The Narainsamy Temple is a provincial heritage site in Inanda (eThekwini Metropolitan Municipality) in the KwaZulu-Natal province of South Africa. It was founded by Narainsamy in 1896, and is now controlled by a family trust that he created. Most of the congregation are Tamil Hindus.

==Architecture and appearance==
Located on a ridge north of the Umgeni River near Durban, the temple's prominent white spire is visible from some distance away. The building is white, unlike many other similar buildings which are decorated in various colours.

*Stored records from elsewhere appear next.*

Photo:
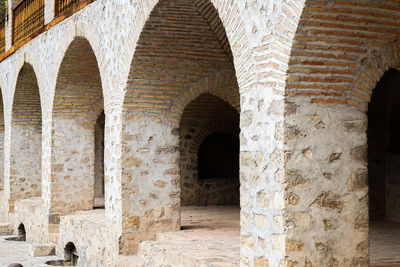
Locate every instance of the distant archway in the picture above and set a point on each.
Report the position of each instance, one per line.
(26, 137)
(78, 133)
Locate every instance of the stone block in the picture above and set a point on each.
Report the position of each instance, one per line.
(6, 229)
(41, 250)
(130, 261)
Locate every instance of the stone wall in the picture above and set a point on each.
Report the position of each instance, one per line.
(72, 168)
(384, 149)
(96, 244)
(341, 49)
(210, 191)
(1, 159)
(150, 179)
(99, 157)
(25, 171)
(32, 213)
(26, 145)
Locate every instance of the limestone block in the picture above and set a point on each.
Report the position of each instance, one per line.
(130, 261)
(5, 229)
(41, 250)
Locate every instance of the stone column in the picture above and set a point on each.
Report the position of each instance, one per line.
(72, 169)
(48, 11)
(150, 178)
(326, 184)
(25, 163)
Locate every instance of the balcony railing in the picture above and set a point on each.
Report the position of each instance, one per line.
(65, 5)
(2, 36)
(28, 17)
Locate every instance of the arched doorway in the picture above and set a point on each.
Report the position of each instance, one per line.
(182, 45)
(384, 169)
(2, 128)
(209, 148)
(78, 134)
(26, 138)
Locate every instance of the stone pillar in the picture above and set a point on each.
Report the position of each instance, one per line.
(326, 184)
(99, 157)
(1, 159)
(25, 163)
(48, 11)
(72, 169)
(150, 179)
(262, 189)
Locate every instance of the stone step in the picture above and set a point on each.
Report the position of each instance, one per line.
(41, 250)
(6, 229)
(186, 248)
(130, 261)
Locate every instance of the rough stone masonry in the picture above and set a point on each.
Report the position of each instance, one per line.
(298, 73)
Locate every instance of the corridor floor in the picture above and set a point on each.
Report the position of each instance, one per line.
(211, 234)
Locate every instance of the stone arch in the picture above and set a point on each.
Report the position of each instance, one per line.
(154, 85)
(2, 137)
(205, 115)
(78, 102)
(79, 30)
(371, 70)
(236, 38)
(339, 52)
(217, 83)
(71, 255)
(26, 136)
(212, 128)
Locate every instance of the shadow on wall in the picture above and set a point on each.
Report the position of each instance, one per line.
(71, 257)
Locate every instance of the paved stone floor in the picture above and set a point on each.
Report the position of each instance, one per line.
(211, 235)
(18, 252)
(385, 244)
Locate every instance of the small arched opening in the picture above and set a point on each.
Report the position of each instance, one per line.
(71, 257)
(21, 232)
(384, 168)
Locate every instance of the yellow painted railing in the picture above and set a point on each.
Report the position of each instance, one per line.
(28, 16)
(64, 5)
(2, 36)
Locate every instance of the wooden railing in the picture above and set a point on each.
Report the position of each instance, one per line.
(3, 36)
(28, 16)
(63, 5)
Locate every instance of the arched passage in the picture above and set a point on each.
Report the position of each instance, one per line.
(206, 120)
(26, 138)
(78, 133)
(340, 51)
(384, 168)
(1, 143)
(182, 43)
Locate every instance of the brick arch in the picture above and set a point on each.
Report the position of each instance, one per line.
(236, 37)
(213, 127)
(332, 40)
(77, 104)
(215, 84)
(26, 94)
(26, 136)
(84, 30)
(372, 69)
(78, 92)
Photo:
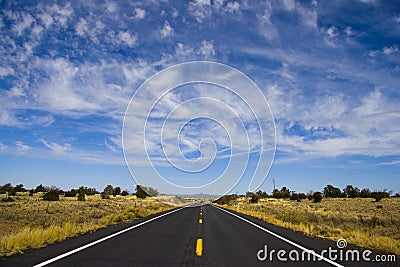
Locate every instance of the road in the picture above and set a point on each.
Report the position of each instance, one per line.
(190, 236)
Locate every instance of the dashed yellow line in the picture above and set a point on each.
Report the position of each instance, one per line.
(199, 247)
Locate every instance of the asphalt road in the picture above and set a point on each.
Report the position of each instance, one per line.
(191, 236)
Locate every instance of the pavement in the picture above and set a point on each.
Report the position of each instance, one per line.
(195, 236)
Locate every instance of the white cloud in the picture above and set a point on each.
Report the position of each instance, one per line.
(390, 50)
(82, 27)
(3, 147)
(16, 92)
(232, 7)
(5, 71)
(127, 38)
(175, 14)
(57, 148)
(330, 35)
(140, 13)
(111, 6)
(167, 30)
(47, 20)
(207, 48)
(200, 9)
(60, 14)
(289, 4)
(348, 31)
(21, 146)
(24, 22)
(183, 50)
(396, 18)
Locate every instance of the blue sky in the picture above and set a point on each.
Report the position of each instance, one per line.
(330, 71)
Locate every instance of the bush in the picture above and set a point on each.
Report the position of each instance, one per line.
(71, 193)
(379, 195)
(226, 199)
(52, 195)
(317, 197)
(81, 195)
(8, 199)
(254, 199)
(104, 196)
(140, 193)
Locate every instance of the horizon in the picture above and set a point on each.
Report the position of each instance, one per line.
(330, 73)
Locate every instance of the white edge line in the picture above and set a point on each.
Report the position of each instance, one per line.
(101, 240)
(282, 238)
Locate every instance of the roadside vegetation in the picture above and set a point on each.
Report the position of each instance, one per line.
(364, 218)
(44, 215)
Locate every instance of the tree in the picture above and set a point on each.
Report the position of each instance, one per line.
(351, 192)
(108, 190)
(41, 188)
(262, 194)
(331, 191)
(117, 191)
(140, 193)
(70, 193)
(254, 199)
(52, 195)
(365, 193)
(81, 195)
(6, 188)
(378, 195)
(19, 188)
(317, 197)
(151, 191)
(224, 200)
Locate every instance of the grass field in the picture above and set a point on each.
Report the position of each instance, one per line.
(361, 221)
(30, 222)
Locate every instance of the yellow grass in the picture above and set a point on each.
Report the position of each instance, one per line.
(362, 222)
(30, 222)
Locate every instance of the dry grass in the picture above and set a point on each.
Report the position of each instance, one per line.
(362, 222)
(30, 222)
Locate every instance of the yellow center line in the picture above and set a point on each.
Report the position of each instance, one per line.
(199, 247)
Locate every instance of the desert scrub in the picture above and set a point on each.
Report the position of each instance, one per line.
(30, 222)
(361, 221)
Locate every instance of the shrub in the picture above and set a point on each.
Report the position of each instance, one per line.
(52, 195)
(104, 196)
(317, 197)
(117, 191)
(8, 199)
(140, 193)
(81, 195)
(226, 199)
(379, 195)
(254, 199)
(71, 193)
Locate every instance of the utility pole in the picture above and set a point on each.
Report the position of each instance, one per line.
(274, 181)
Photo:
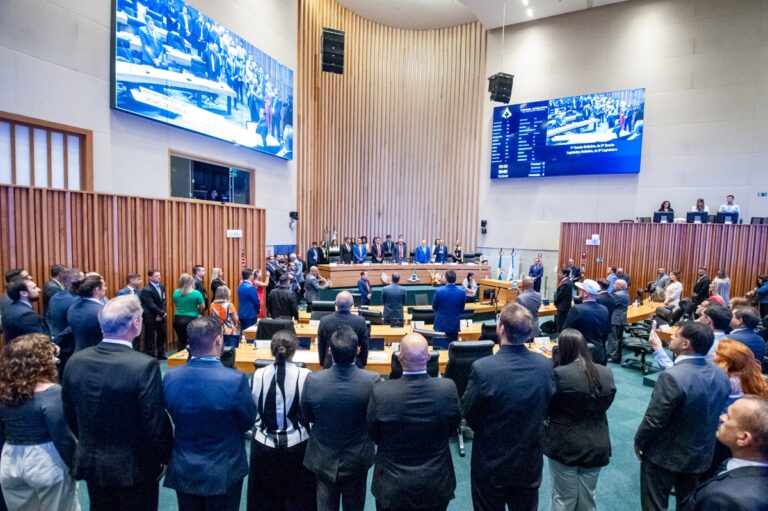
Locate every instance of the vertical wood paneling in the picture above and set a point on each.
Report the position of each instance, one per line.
(740, 250)
(393, 144)
(117, 235)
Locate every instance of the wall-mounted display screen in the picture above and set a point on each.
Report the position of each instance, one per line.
(173, 64)
(599, 133)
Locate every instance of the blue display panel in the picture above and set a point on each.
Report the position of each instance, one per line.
(598, 133)
(173, 64)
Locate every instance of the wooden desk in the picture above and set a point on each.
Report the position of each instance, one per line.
(347, 275)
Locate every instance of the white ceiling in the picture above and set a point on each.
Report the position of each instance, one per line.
(424, 14)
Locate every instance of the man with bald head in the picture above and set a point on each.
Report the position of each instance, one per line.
(332, 322)
(411, 419)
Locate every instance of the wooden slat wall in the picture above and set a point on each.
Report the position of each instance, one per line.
(116, 235)
(392, 145)
(740, 250)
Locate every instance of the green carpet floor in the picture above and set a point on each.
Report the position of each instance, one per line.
(619, 484)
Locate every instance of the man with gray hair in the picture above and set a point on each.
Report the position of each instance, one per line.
(113, 403)
(332, 322)
(505, 402)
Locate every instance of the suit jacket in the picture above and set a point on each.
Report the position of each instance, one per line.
(508, 392)
(752, 340)
(421, 255)
(531, 300)
(393, 297)
(21, 319)
(448, 305)
(211, 407)
(113, 403)
(744, 488)
(282, 303)
(360, 253)
(83, 319)
(397, 251)
(678, 430)
(330, 323)
(411, 419)
(345, 251)
(336, 401)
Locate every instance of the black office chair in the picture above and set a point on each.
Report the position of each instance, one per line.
(268, 327)
(461, 356)
(433, 366)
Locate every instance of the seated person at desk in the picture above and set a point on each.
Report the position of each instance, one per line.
(729, 206)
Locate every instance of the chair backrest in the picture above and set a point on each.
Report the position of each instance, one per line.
(268, 327)
(461, 355)
(433, 366)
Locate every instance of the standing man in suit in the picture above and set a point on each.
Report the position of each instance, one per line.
(389, 249)
(83, 316)
(19, 318)
(345, 251)
(393, 297)
(411, 419)
(364, 288)
(531, 300)
(422, 253)
(401, 250)
(676, 439)
(536, 271)
(153, 301)
(508, 392)
(133, 287)
(591, 319)
(744, 482)
(113, 403)
(448, 305)
(332, 322)
(340, 449)
(211, 408)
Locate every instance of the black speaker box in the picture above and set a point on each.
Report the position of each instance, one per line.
(500, 87)
(332, 49)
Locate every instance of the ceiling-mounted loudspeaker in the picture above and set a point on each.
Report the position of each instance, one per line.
(500, 87)
(332, 51)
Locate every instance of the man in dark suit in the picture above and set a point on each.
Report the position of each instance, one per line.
(411, 419)
(19, 318)
(744, 482)
(83, 316)
(345, 251)
(113, 403)
(448, 305)
(282, 302)
(332, 322)
(591, 319)
(393, 297)
(211, 407)
(153, 301)
(743, 324)
(505, 403)
(676, 439)
(340, 450)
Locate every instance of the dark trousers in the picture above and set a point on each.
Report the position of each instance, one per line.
(180, 327)
(278, 480)
(141, 497)
(487, 497)
(657, 482)
(154, 337)
(349, 492)
(229, 501)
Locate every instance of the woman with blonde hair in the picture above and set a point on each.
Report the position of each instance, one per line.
(39, 447)
(189, 304)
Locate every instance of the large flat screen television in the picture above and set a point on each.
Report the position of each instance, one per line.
(172, 63)
(599, 133)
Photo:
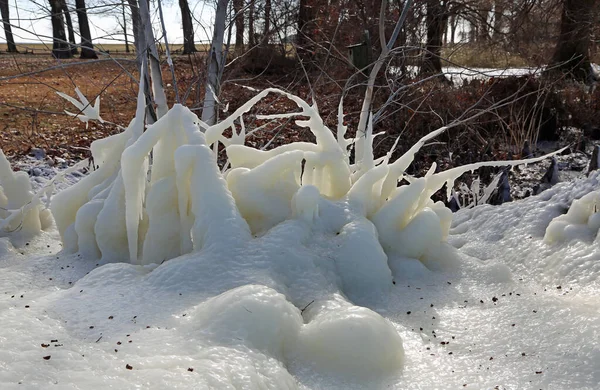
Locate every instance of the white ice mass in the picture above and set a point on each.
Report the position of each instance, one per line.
(292, 269)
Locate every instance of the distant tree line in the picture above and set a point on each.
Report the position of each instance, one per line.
(555, 32)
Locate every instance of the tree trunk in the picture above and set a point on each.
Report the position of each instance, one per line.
(60, 46)
(10, 41)
(135, 22)
(483, 28)
(188, 28)
(436, 19)
(71, 32)
(453, 26)
(251, 40)
(499, 8)
(304, 35)
(125, 28)
(267, 29)
(87, 49)
(238, 6)
(215, 62)
(571, 55)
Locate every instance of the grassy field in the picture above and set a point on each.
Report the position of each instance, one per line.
(112, 48)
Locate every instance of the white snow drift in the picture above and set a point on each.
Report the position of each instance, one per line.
(267, 259)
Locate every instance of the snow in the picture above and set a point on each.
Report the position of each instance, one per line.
(294, 269)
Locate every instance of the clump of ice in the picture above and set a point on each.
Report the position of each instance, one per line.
(21, 210)
(581, 220)
(275, 252)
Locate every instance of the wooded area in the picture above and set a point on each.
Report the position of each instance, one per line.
(559, 33)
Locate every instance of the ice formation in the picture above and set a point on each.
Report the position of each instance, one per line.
(86, 112)
(158, 194)
(581, 220)
(20, 208)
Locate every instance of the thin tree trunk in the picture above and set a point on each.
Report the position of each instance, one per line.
(571, 55)
(483, 33)
(453, 26)
(60, 46)
(436, 19)
(87, 48)
(304, 34)
(215, 62)
(125, 29)
(251, 40)
(150, 52)
(10, 41)
(498, 19)
(69, 27)
(238, 6)
(188, 28)
(267, 29)
(135, 22)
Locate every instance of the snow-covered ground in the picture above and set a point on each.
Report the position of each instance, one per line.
(460, 75)
(292, 270)
(516, 313)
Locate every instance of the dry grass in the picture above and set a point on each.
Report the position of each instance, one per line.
(112, 48)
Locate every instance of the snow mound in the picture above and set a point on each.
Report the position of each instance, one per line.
(268, 258)
(552, 237)
(582, 219)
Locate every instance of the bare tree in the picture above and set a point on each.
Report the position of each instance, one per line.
(571, 54)
(215, 64)
(437, 18)
(87, 49)
(10, 41)
(267, 26)
(60, 45)
(238, 9)
(251, 31)
(136, 23)
(70, 30)
(188, 27)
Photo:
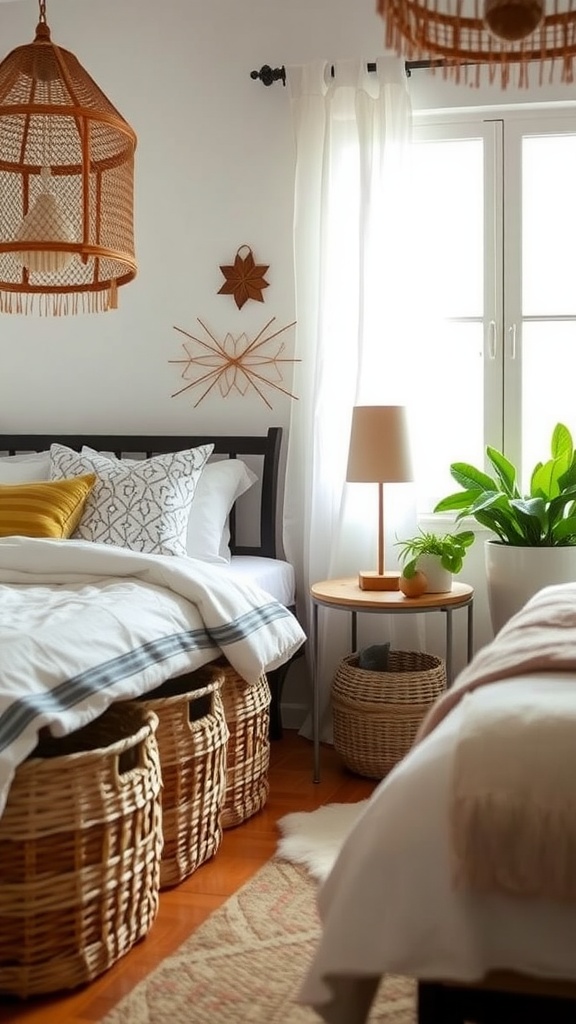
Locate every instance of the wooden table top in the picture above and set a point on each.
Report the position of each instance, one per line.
(346, 592)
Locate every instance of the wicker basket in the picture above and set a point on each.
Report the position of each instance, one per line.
(376, 714)
(247, 714)
(192, 736)
(80, 846)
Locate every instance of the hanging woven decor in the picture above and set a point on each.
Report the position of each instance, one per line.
(67, 174)
(501, 34)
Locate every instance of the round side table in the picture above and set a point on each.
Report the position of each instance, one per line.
(345, 595)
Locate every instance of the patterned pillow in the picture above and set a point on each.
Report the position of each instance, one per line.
(144, 506)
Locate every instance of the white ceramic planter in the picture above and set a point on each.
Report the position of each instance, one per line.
(515, 574)
(440, 580)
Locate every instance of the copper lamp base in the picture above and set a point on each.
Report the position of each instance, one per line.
(378, 581)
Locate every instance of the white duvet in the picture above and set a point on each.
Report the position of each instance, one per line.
(83, 624)
(389, 904)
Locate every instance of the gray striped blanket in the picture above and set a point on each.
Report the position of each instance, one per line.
(82, 625)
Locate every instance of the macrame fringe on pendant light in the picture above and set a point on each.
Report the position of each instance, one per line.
(67, 177)
(501, 34)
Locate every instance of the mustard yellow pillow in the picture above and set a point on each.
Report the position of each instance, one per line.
(47, 508)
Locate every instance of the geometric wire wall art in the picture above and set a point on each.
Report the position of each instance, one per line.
(237, 364)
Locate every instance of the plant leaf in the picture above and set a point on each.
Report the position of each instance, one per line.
(504, 471)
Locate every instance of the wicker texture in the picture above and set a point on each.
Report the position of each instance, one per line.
(78, 245)
(376, 714)
(459, 36)
(247, 714)
(192, 736)
(80, 846)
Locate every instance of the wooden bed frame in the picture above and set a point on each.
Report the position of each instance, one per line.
(503, 997)
(268, 446)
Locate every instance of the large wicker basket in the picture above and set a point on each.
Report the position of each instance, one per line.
(80, 846)
(192, 736)
(376, 714)
(247, 714)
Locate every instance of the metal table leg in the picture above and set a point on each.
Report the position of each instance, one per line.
(315, 694)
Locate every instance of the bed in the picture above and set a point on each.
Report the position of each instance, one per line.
(95, 613)
(461, 871)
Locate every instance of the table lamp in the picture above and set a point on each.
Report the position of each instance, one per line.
(379, 453)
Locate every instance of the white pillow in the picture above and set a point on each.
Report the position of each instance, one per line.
(220, 483)
(144, 505)
(208, 531)
(25, 468)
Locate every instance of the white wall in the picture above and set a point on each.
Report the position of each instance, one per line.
(214, 168)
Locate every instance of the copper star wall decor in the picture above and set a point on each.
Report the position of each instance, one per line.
(235, 364)
(245, 279)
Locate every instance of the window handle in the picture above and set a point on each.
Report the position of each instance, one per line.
(492, 340)
(511, 335)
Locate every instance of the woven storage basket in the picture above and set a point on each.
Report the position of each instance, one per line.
(376, 714)
(247, 714)
(192, 736)
(80, 846)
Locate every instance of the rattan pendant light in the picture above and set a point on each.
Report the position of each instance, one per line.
(67, 171)
(500, 34)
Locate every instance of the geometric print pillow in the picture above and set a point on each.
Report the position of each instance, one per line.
(144, 506)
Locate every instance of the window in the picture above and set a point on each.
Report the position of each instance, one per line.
(490, 334)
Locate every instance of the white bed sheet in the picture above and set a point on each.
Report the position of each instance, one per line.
(389, 906)
(272, 574)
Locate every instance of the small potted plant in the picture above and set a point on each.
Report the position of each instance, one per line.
(438, 556)
(534, 531)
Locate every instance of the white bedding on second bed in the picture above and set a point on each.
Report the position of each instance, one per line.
(389, 904)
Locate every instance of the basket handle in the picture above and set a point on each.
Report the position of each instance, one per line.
(208, 708)
(131, 760)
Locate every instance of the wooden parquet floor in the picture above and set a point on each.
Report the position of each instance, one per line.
(183, 908)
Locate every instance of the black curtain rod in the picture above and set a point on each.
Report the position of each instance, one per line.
(268, 75)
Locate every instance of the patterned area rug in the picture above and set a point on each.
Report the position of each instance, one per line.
(245, 964)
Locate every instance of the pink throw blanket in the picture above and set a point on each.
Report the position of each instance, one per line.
(512, 800)
(540, 637)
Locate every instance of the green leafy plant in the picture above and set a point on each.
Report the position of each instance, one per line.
(544, 517)
(449, 548)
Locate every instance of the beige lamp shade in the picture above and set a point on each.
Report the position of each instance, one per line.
(67, 168)
(379, 453)
(379, 445)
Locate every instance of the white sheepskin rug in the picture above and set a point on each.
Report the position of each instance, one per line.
(314, 838)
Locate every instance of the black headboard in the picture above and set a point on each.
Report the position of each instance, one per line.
(268, 445)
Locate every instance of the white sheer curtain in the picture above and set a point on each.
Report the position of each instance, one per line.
(353, 131)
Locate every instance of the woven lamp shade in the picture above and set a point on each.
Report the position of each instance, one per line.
(67, 170)
(500, 34)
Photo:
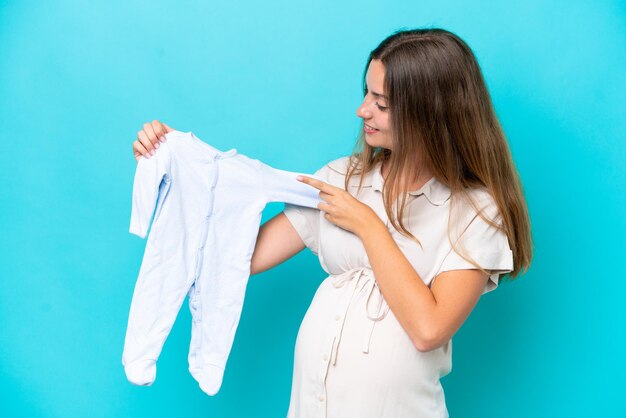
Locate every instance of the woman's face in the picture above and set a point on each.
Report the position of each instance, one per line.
(374, 110)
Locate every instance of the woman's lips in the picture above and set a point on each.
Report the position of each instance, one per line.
(369, 129)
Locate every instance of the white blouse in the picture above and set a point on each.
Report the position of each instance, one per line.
(352, 357)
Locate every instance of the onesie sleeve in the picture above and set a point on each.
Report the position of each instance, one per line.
(282, 186)
(306, 220)
(485, 244)
(150, 174)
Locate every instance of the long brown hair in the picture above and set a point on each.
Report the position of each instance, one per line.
(441, 116)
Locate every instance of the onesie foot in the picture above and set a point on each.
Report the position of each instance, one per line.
(141, 373)
(209, 378)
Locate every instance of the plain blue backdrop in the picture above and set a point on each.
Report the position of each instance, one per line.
(280, 81)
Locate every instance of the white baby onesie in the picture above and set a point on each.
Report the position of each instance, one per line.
(205, 206)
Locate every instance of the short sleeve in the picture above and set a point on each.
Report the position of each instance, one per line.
(484, 243)
(305, 220)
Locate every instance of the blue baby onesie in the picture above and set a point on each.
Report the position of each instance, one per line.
(205, 206)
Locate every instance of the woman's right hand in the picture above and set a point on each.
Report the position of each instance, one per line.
(149, 138)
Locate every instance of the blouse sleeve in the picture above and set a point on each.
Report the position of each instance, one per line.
(306, 221)
(483, 243)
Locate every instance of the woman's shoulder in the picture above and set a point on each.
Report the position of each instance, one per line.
(479, 201)
(335, 168)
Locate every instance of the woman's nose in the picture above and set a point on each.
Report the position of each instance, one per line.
(363, 112)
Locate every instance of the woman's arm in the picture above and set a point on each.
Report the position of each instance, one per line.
(277, 241)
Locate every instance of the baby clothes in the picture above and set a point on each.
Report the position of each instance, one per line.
(205, 207)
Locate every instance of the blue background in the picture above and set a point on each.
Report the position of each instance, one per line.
(280, 81)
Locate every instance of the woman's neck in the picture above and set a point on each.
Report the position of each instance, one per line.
(424, 177)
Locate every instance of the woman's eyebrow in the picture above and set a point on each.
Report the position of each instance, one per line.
(378, 95)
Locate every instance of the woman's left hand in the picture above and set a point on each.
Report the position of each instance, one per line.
(343, 209)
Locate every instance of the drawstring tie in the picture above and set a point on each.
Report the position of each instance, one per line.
(361, 278)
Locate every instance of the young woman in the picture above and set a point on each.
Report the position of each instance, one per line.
(423, 218)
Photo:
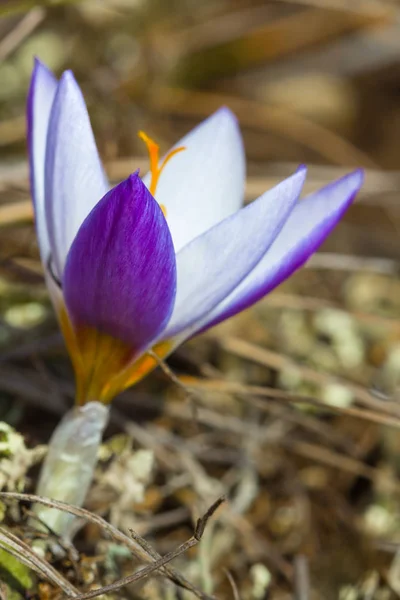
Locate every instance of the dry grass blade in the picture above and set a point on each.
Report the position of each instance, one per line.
(277, 361)
(146, 571)
(22, 552)
(21, 31)
(252, 391)
(138, 549)
(264, 117)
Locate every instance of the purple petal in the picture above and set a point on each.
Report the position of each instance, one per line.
(74, 177)
(309, 224)
(213, 265)
(40, 100)
(120, 273)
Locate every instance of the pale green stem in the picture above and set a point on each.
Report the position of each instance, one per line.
(69, 465)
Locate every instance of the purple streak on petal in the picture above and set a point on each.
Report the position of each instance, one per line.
(74, 176)
(41, 94)
(120, 273)
(310, 223)
(212, 265)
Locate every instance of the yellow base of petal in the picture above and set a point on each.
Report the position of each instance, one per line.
(103, 365)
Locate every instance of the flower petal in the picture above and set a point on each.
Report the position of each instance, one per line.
(309, 224)
(74, 176)
(204, 184)
(213, 265)
(120, 274)
(40, 100)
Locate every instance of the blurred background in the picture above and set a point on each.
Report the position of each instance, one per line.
(296, 414)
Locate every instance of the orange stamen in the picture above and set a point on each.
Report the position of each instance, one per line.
(156, 170)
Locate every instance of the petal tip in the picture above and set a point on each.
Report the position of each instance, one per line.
(227, 113)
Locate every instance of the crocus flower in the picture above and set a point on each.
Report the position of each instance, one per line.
(136, 269)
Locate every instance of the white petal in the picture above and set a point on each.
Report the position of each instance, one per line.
(74, 177)
(204, 184)
(310, 222)
(212, 265)
(40, 100)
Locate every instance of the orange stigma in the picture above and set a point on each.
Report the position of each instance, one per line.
(156, 170)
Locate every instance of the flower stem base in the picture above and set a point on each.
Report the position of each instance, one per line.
(69, 466)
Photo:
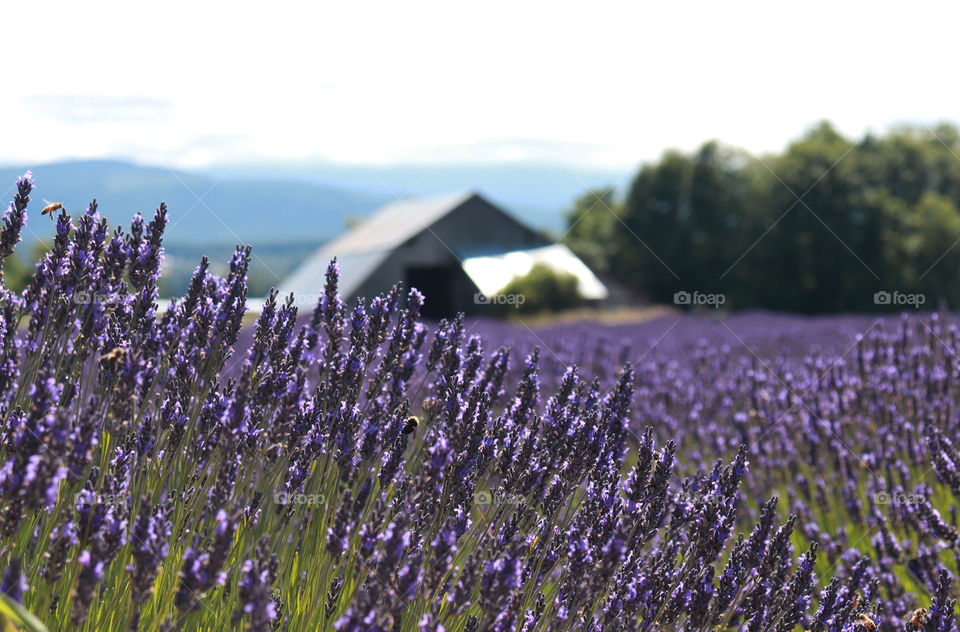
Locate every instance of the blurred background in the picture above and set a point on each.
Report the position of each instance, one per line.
(796, 159)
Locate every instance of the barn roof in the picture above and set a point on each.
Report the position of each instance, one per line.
(363, 248)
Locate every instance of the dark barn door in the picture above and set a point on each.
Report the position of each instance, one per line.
(436, 284)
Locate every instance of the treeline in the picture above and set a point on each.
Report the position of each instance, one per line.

The temple has a simple classical pedestal, with a steeple and domes decorated with stucco modelling and elaborate detail. Above the frieze are two more storeys of diminishing size, dominated by mandala motifs on the four sides and corners. Above the main entrance is a decorative feature made up of three arched panels which form a short parapet to the flat roof of the hall. On the left hand side of the porch, to the south of the main hall, is a statue of a vole, and to the right of the porch is a statue of a peacock. At the northern end of the main hall (mandabulum) are three image cells of Narainsamy, Ganesta and Surbahmanya. In the west wall is an opening leading into a large cell (Nataraja). To the right of the main entrance of the mandabulum is a small raised platform, about 18 inches high, for ablutions. The interior of the temple is also painted white. On the walls are highly coloured lithographs depicting the Hindu pantheon.